2.7b. Autocorrelation

Autocorrelation functions were constructed to characterize the linear relationship between sampled points in the respiratory pattern. For each breathing epoch, autocorrelation coefficients were calculated using available MATLAB routines across multiple time intervals or lags (τ) from neighboring points to points separated by one respiratory cycle length (Ttot). To facilitate comparisons across animals with different respiratory rates, the value of the autocorrelation coefficient at one cycle length was reported as a measure of the strength of linear correlations.

2.7c. Sample entropy

To calculate sample entropy, templates consisting of m points and m + 1 points separated by a time interval (τ) were created for every point. Computationally, sample entropy is the negative natural logarithm of the conditional probability that epochs with a certain number of matches for m number of points will also have matches for m + 1 points within a tolerance r (Richman et al. 2000). Our analysis was computed using m = 2 and r = 0.2*SD. Sample entropy was computed over multiple τ’s from unity up to one cycle length. These values were averaged across time lags excluding those for which high linear correlations were present in the data set as defined by the first minimum of the mutual information function.
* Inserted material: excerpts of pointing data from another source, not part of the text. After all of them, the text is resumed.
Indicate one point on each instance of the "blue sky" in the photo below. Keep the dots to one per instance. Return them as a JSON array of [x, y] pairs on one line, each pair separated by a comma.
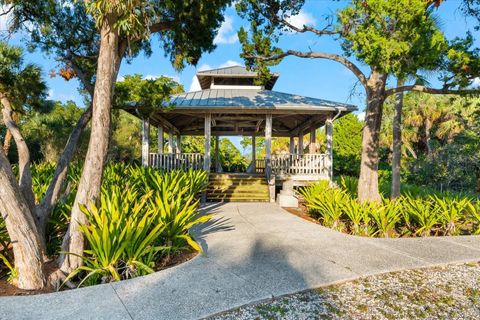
[[316, 78]]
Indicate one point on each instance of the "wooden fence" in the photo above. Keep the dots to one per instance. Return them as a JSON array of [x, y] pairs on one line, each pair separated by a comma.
[[174, 161], [295, 164]]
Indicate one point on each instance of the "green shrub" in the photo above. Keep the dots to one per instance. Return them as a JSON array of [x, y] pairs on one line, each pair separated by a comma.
[[349, 184], [419, 211], [387, 217], [122, 237], [143, 215]]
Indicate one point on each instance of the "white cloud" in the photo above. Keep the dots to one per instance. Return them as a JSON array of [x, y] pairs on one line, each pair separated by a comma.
[[476, 82], [361, 116], [153, 77], [4, 19], [226, 33], [229, 63], [195, 85], [303, 18]]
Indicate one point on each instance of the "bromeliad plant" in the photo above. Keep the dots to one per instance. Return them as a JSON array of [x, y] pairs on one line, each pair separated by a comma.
[[421, 213], [144, 215]]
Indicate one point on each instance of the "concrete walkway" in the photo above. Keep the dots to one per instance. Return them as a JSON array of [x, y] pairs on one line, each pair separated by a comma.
[[253, 251]]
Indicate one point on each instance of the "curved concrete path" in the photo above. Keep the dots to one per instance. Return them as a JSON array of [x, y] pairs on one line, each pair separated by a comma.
[[253, 251]]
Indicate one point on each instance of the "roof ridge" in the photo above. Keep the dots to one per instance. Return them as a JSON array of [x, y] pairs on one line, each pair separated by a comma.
[[223, 68]]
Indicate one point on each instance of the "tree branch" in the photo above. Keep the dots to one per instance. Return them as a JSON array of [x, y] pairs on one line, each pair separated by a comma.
[[420, 88], [305, 28], [43, 211], [25, 181], [161, 26], [83, 78], [319, 55]]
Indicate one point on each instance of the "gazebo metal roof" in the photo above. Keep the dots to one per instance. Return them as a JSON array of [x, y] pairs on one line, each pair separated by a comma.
[[252, 99], [241, 109], [205, 77]]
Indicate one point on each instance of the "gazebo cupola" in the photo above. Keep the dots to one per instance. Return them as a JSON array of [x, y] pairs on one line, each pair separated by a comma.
[[230, 103], [235, 77]]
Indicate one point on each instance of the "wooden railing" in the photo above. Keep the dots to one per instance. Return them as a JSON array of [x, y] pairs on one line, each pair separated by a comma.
[[175, 161], [294, 164]]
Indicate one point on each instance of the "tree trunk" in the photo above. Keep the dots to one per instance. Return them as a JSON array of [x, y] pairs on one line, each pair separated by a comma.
[[428, 127], [368, 181], [22, 230], [23, 152], [90, 182], [397, 142], [7, 142], [43, 211]]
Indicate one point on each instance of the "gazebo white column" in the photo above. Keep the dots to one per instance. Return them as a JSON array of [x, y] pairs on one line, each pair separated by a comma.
[[268, 157], [254, 154], [170, 142], [329, 134], [300, 143], [313, 141], [160, 140], [208, 132], [178, 144], [218, 165], [145, 141]]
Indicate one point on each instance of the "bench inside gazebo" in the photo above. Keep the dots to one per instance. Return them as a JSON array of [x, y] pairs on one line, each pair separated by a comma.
[[230, 104]]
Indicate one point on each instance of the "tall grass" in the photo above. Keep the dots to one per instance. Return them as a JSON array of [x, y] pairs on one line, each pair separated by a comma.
[[143, 215], [418, 212]]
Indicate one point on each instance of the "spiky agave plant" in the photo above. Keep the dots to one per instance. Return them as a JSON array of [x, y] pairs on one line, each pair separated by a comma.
[[122, 237], [452, 212], [177, 211], [387, 216], [422, 215], [328, 205]]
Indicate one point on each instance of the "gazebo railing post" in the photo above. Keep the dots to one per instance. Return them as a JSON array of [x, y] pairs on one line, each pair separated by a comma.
[[268, 157], [300, 143], [170, 142], [218, 165], [329, 144], [206, 158], [145, 141], [313, 141], [178, 144], [254, 154]]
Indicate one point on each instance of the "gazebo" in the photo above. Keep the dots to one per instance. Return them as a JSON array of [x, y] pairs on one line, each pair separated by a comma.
[[231, 104]]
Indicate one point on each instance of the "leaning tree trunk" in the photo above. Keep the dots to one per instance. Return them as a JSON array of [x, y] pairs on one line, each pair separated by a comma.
[[22, 230], [368, 180], [44, 210], [23, 152], [91, 179], [7, 142], [397, 142]]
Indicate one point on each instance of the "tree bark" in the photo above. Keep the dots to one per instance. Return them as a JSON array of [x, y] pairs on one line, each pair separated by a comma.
[[368, 180], [397, 142], [7, 142], [22, 230], [90, 182], [428, 127], [43, 210], [25, 181]]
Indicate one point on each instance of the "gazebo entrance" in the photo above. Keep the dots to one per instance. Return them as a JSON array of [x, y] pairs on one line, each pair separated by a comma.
[[229, 104]]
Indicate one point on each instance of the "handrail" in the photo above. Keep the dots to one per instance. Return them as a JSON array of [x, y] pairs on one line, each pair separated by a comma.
[[295, 164], [175, 161]]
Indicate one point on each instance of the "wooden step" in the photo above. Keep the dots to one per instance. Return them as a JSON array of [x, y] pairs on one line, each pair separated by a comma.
[[238, 188]]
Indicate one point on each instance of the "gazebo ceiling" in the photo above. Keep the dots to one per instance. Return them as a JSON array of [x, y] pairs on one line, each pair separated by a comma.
[[205, 78], [241, 110]]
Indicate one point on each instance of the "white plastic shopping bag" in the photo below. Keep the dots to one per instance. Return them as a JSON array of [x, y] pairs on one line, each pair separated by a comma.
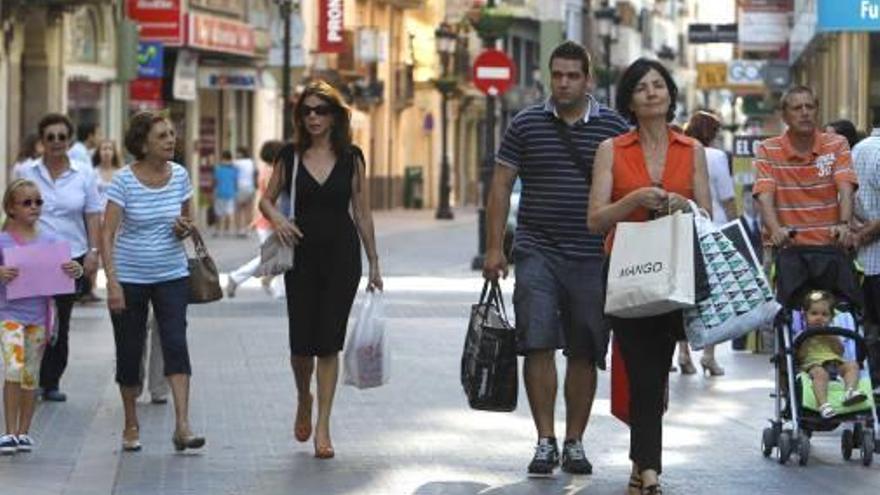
[[366, 358], [651, 270]]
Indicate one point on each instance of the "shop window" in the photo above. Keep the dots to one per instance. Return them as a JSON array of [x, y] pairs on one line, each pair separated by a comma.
[[84, 36]]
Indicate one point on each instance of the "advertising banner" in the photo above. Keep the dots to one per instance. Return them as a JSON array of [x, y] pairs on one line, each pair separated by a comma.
[[150, 59], [220, 35], [331, 26], [159, 20]]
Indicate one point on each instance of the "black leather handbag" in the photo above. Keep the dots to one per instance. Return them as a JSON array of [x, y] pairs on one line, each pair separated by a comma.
[[489, 371]]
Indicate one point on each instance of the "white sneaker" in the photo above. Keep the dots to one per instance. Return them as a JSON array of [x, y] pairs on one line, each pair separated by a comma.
[[25, 443]]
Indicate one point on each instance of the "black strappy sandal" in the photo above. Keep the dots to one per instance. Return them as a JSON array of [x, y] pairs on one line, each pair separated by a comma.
[[635, 483], [652, 490]]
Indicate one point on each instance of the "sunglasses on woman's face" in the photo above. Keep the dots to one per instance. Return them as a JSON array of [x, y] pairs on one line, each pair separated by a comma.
[[52, 137], [32, 202], [320, 110]]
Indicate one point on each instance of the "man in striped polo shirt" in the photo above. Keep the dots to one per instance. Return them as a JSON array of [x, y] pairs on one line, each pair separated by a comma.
[[805, 186], [559, 290]]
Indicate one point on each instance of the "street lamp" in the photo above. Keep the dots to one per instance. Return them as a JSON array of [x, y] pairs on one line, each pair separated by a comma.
[[607, 21], [285, 8], [446, 39]]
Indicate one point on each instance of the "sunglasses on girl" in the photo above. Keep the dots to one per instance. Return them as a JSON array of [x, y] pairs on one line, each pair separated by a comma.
[[31, 202], [320, 110], [52, 137]]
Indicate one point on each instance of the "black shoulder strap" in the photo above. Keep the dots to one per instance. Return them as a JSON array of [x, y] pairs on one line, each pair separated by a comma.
[[578, 159]]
2.7d. Nonlinear determinants of breathing pattern variability

Surrogate data sets were designed to preserve the linear and to eliminate the nonlinear correlations in the data set. We computed the surrogate data sets (n=19) using the iterated amplitude adjusted Fourier transform (iAAFT) by moving the data into the frequency domain and back into the time domain while ensuring that both the frequency distribution (power spectrum/autocorrelation function) and the amplitude distribution were maintained (Theiler 1986; Schreiber and Schmitz 2000; Kaffashi et al. 2008). To determine complexity attributable to nonlinear sources, differences were tabulated between sample entropy for original and surrogate datasets. A nonlinear complexity index (NLci) was computed as the average of the statistically significant differences in sample entropy between the surrogate and original data across multiple τ from neighboring points to points separated by Ttot. Higher values of NLci correlate with an increased contribution of nonlinear and/or non-Gaussian sources of variability (Koo et al. 2010).

2.7d Statistical analysis

Results are presented as mean ± standard deviation. The data was inspected graphically and was normally distributed. For measurements made across multiple time points a two-way repeated measures analysis of variance (ANOVA) was performed with statistical significance determined by a p<0.05. If a significant interaction between intervention and time was found, then the Student-Newman-Keuls method was used as a pairwise multiple comparison assay (adjusted p-values reported, p<0.05 significant). For comparisons made only at the 48 h time point, statistical evaluations were made using a two-sample t-test with p<0.05 considered significant. Analyses were performed using SigmaPlot 11.2 (Systat Software).

3. Results

3.1 Acute lung injury was present 48 h after intratracheal instillation of bleomycin and was associated with changes in the breathing pattern

Analysis of pulmonary histology, breathing pattern and BALF from rats administered bleomycin indicated that ALI had developed by 48 h (Fig. 1). Histological images revealed a cellular infiltrate with hyaline membranes most prominent near airway structures in lung-injured but not control rats (Fig. 1A). As compared to baseline breathing patterns, changes in respiratory rate and shape of the pattern were evident at 48 h following bleomycin instillation (Fig. 1B). Further, lung-injured rats developed an inflammatory response as quantified by an increase in BALF cell count (285,000 ± 55,800 cells/ml bleomycin vs. 66,000 ± 20,740 cells/ml saline, p<0.001) and loss of the integrity of the alveolar-capillary barrier as measured by BALF protein concentration (0.91 ± 0.19 µg/µl bleomycin vs. 0.09 ± 0.06 µg/µl saline, p<0.001). Due to the presence of these markers, we concluded that the bleomycin-treated rats had developed lung injury.

Fig. 1.

Fig. 1

Evidence of early lung injury 48 h after intratracheal instillation of 3 units of bleomycin.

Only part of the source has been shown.